Thread: Is it possible to sort strings in EBCDIC order in PostgreSQL server?

Is it possible to sort strings in EBCDIC order in PostgreSQL server?

From

"Tsunakawa, Takayuki"

Date:

11 December 2017, 10:09:41

Hello,

It is embarrassing to ask such a thing, but is there any way to sort character column values in EBCDIC order inside the
PostgreSQLserver?  i.e. is it possible to use EBCDIC collation in PostgreSQL, say, by using ICU or something?  We need
torun on a certain mainframe.
 

I see almost no hope from the following, but let me make sure.

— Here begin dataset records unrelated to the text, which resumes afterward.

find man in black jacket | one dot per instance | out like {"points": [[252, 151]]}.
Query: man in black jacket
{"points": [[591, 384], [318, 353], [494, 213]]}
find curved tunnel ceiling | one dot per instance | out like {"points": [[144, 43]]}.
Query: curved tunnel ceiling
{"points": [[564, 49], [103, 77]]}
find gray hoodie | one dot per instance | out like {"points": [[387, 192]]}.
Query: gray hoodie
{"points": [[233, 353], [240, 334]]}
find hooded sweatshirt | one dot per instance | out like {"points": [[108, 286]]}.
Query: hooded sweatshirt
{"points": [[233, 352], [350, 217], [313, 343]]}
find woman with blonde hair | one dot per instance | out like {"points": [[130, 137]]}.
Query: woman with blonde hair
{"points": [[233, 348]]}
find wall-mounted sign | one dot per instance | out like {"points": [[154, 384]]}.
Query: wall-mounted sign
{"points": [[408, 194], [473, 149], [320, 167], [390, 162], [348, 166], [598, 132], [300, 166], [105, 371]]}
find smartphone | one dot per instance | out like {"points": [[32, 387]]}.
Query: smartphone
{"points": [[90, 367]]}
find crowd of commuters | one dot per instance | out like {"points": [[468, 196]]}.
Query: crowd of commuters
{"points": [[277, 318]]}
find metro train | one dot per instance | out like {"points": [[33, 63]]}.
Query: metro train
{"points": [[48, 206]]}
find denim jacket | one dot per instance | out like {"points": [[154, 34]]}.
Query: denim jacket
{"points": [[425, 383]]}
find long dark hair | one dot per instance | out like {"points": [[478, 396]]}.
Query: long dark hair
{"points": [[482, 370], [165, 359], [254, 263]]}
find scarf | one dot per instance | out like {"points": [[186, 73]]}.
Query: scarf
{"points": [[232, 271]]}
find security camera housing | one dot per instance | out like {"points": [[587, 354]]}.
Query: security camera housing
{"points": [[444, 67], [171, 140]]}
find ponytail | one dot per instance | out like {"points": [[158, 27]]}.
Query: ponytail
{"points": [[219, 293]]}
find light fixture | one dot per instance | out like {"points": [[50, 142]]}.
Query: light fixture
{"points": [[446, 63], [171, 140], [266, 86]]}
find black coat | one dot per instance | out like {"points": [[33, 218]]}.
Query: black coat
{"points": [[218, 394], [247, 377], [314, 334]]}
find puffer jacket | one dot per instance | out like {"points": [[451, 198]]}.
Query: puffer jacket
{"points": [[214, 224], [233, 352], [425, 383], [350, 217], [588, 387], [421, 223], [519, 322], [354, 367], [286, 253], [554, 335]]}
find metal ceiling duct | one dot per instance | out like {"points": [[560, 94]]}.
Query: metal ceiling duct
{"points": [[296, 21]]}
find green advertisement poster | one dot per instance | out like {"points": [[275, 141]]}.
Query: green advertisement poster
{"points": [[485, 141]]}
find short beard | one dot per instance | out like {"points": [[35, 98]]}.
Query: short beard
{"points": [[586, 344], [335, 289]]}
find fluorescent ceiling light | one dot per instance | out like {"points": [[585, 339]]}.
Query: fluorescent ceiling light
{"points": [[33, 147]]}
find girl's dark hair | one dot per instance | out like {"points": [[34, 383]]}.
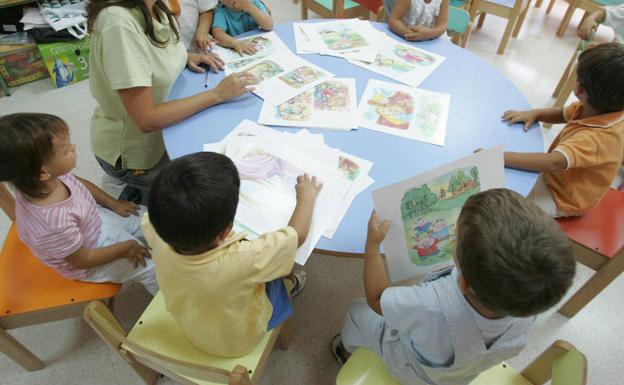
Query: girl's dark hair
{"points": [[159, 9], [25, 147]]}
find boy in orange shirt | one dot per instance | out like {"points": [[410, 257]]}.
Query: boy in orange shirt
{"points": [[585, 157]]}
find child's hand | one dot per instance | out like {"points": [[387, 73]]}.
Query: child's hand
{"points": [[137, 254], [376, 231], [125, 208], [307, 188], [526, 117]]}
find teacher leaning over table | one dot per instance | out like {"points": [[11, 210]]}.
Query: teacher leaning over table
{"points": [[136, 56]]}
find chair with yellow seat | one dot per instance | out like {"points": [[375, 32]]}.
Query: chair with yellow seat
{"points": [[32, 293], [155, 345], [561, 363]]}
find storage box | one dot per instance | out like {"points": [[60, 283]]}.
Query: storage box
{"points": [[21, 64], [67, 62]]}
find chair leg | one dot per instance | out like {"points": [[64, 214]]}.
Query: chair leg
{"points": [[601, 279], [18, 353]]}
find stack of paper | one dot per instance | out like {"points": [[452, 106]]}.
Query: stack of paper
{"points": [[269, 162]]}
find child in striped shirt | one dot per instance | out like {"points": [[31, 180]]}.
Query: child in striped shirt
{"points": [[69, 223]]}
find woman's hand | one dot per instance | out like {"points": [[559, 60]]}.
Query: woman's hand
{"points": [[211, 60], [235, 85]]}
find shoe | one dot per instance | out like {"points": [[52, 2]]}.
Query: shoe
{"points": [[338, 350], [299, 279]]}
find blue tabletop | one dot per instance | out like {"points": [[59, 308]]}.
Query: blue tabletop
{"points": [[479, 96]]}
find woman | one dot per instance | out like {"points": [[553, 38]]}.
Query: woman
{"points": [[136, 56]]}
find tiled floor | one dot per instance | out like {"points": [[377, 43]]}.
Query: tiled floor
{"points": [[75, 355]]}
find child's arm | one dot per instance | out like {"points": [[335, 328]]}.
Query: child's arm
{"points": [[203, 40], [85, 258], [307, 190], [375, 278], [549, 162], [547, 115], [590, 24], [123, 208]]}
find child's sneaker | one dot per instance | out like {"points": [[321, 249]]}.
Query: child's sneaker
{"points": [[338, 350]]}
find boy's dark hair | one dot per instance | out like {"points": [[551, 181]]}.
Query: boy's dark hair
{"points": [[25, 147], [601, 73], [193, 199], [516, 259]]}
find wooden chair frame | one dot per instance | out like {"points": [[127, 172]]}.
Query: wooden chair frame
{"points": [[515, 17], [148, 365]]}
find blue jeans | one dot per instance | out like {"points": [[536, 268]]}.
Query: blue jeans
{"points": [[278, 296], [137, 182]]}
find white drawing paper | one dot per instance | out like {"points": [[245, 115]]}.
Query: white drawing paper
{"points": [[424, 209]]}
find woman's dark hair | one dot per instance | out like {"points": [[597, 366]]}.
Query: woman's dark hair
{"points": [[25, 147], [159, 9]]}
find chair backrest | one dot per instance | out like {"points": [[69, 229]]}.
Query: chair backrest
{"points": [[99, 317]]}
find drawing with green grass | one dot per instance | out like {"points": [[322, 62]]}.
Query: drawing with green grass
{"points": [[429, 213]]}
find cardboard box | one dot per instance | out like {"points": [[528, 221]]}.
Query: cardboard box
{"points": [[67, 62], [21, 64]]}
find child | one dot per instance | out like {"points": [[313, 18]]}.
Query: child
{"points": [[585, 157], [463, 320], [610, 16], [57, 214], [417, 20], [224, 291], [234, 17], [195, 22]]}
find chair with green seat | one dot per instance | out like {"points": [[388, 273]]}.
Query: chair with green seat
{"points": [[155, 346], [561, 363], [333, 9], [459, 25]]}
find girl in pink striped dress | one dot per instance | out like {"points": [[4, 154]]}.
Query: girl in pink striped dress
{"points": [[69, 223]]}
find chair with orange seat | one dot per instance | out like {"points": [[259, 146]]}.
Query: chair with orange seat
{"points": [[598, 241], [32, 293]]}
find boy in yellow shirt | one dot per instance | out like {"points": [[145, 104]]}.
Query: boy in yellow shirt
{"points": [[585, 157], [224, 291]]}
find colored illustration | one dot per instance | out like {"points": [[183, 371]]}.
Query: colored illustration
{"points": [[342, 38], [331, 96], [348, 168], [265, 70], [390, 108], [301, 76], [430, 211], [298, 108]]}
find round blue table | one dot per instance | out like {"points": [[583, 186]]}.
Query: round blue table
{"points": [[479, 96]]}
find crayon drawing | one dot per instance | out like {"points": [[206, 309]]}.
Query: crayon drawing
{"points": [[265, 69], [390, 108], [430, 211], [301, 76], [342, 38]]}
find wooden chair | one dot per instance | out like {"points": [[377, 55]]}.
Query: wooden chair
{"points": [[515, 16], [561, 362], [32, 293], [598, 241], [156, 345], [333, 9]]}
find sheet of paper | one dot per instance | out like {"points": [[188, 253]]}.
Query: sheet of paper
{"points": [[424, 209], [404, 111], [330, 104], [402, 62]]}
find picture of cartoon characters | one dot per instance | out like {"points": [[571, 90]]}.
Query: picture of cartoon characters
{"points": [[298, 108], [331, 95], [265, 70], [430, 211], [301, 76], [342, 38], [390, 108]]}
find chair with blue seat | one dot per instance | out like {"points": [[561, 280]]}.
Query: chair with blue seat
{"points": [[561, 363], [155, 346], [333, 9]]}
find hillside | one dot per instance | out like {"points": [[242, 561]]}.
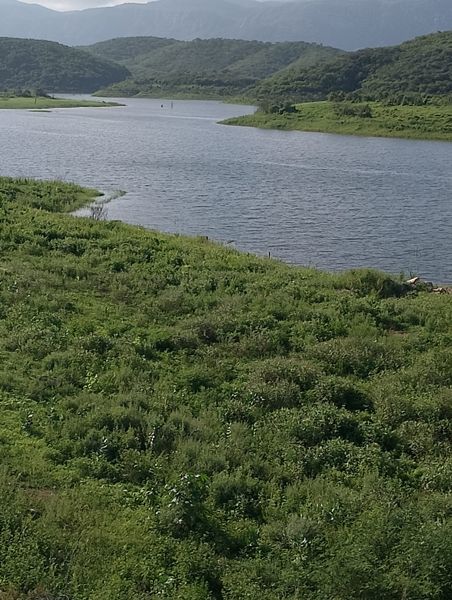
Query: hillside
{"points": [[218, 67], [347, 24], [419, 67], [182, 421], [36, 64]]}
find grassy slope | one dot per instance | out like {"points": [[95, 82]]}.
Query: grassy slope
{"points": [[48, 103], [208, 68], [416, 122], [419, 66], [52, 67], [183, 421]]}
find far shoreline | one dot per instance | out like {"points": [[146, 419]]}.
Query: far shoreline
{"points": [[428, 123]]}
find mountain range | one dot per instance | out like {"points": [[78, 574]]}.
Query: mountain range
{"points": [[346, 24]]}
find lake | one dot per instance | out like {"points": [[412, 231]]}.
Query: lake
{"points": [[333, 202]]}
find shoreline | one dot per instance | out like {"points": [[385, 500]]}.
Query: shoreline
{"points": [[427, 123], [43, 103]]}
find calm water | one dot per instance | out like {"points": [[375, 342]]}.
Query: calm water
{"points": [[328, 201]]}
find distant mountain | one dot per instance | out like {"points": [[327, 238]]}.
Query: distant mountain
{"points": [[417, 68], [347, 24], [230, 60], [53, 67]]}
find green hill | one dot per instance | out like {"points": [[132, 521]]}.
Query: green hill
{"points": [[36, 64], [184, 422], [207, 67], [420, 67]]}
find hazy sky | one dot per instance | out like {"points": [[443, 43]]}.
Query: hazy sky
{"points": [[79, 4]]}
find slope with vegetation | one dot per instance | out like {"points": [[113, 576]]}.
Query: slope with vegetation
{"points": [[347, 24], [182, 421], [53, 67], [412, 71], [357, 118], [401, 91], [214, 67]]}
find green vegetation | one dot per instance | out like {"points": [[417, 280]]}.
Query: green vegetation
{"points": [[367, 119], [215, 68], [36, 64], [182, 421], [46, 102], [407, 74]]}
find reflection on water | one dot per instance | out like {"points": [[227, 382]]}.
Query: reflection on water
{"points": [[329, 201]]}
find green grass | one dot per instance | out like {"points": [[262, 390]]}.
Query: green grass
{"points": [[414, 122], [179, 420], [15, 102]]}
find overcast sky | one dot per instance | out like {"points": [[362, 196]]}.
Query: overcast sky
{"points": [[80, 4]]}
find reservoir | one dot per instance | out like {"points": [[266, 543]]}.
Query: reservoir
{"points": [[328, 201]]}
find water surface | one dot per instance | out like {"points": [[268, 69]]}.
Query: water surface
{"points": [[334, 202]]}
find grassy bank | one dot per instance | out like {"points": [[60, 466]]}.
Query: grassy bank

https://www.postgresql.org/message-id/flat/28548.1424884373%40sss.pgh.pa.us#28548.1424884373@sss.pgh.pa.us

"Hmm ... EBCDIC ... is that mandatory?  Because there are a pretty large
number of ASCII dependencies in PG, mostly arising from our support of
multibyte character sets, which are all expected to be ASCII supersets.
If there's not a way to run the server process in ASCII-land, you're
likely dead in the water.  I would not want to try to ferret out all
the dependencies."


Regards
Takayuki Tsunakawa

Re: Is it possible to sort strings in EBCDIC order in PostgreSQLserver?

From

Laurenz Albe

Date:

11 December 2017, 11:52:21

Tsunakawa, Takayuki wrote:
> It is embarrassing to ask such a thing, but is there any way to sort character column values in EBCDIC order inside
thePostgreSQL server?

> i.e. is it possible to use EBCDIC collation in PostgreSQL, say, by using ICU or something?  We need to run on a
certainmainframe.

> 
> I see almost no hope from the following, but let me make sure.

That should not be too difficult.  PostgreSQL is extensible!

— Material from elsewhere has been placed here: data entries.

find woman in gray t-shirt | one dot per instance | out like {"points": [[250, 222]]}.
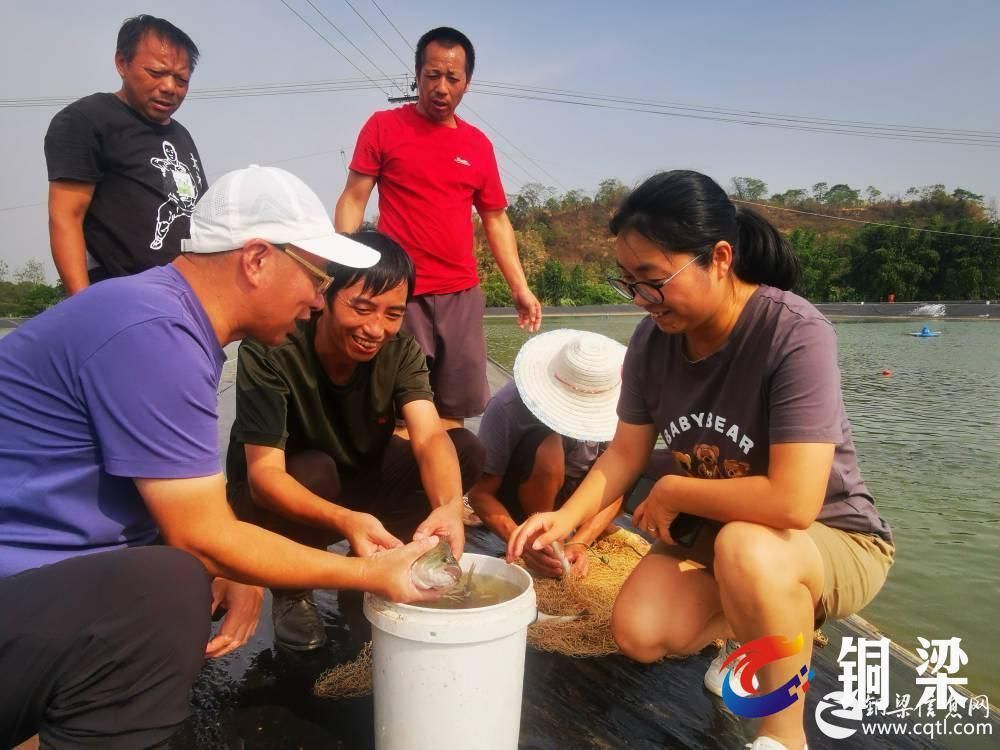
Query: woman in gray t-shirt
{"points": [[739, 378]]}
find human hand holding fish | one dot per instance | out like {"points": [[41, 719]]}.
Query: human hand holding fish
{"points": [[242, 604], [447, 521], [389, 573], [539, 531], [367, 535]]}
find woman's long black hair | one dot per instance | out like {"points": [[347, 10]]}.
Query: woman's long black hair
{"points": [[684, 211]]}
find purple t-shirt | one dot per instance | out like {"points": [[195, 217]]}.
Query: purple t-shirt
{"points": [[776, 380], [116, 382]]}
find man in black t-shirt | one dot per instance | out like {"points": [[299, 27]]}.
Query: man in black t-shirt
{"points": [[124, 176], [313, 453]]}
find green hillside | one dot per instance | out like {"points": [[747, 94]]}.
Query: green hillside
{"points": [[567, 252]]}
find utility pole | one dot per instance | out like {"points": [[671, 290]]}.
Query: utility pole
{"points": [[405, 98]]}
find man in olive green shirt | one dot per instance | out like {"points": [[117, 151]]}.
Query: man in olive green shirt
{"points": [[312, 453]]}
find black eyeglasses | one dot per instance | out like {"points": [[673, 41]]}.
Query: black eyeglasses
{"points": [[651, 291]]}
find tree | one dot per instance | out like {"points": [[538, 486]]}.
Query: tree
{"points": [[749, 188], [793, 197], [550, 282], [610, 192], [32, 272], [842, 195], [963, 195]]}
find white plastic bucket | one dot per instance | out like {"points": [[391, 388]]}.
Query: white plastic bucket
{"points": [[451, 677]]}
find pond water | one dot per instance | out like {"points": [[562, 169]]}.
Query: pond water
{"points": [[928, 438]]}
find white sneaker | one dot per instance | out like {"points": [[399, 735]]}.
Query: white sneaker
{"points": [[716, 675], [768, 743]]}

Just define operators that implement <, <=, =, >= and > for EBCDIC,
create an operator class for these (for indexing) and use
ORDER BY ... USING.

Yours,
Laurenz Albe

Re: Is it possible to sort strings in EBCDIC order in PostgreSQL server?

From

Tom Lane

Date:

11 December 2017, 17:46:19

"Tsunakawa, Takayuki" <tsunakawa.takay@jp.fujitsu.com> writes:
> It is embarrassing to ask such a thing, but is there any way to sort character column values in EBCDIC order inside
thePostgreSQL server?  i.e. is it possible to use EBCDIC collation in PostgreSQL, say, by using ICU or something?  We
needto run on a certain mainframe. 

> I see almost no hope from the following, but let me make sure.
> https://www.postgresql.org/message-id/flat/28548.1424884373%40sss.pgh.pa.us#28548.1424884373@sss.pgh.pa.us

> "Hmm ... EBCDIC ... is that mandatory?  Because there are a pretty large
> number of ASCII dependencies in PG, mostly arising from our support of
> multibyte character sets, which are all expected to be ASCII supersets.
> If there's not a way to run the server process in ASCII-land, you're
> likely dead in the water.  I would not want to try to ferret out all
> the dependencies."

As I recall, that question was about converting the server to use
EBCDIC strings everywhere.  That seems impractical for the reasons
I mentioned.  But you could probably sort according to EBCDIC order
if you were willing to accept some inefficiency: internal to the
comparison function, convert each string to EBCDIC on each call.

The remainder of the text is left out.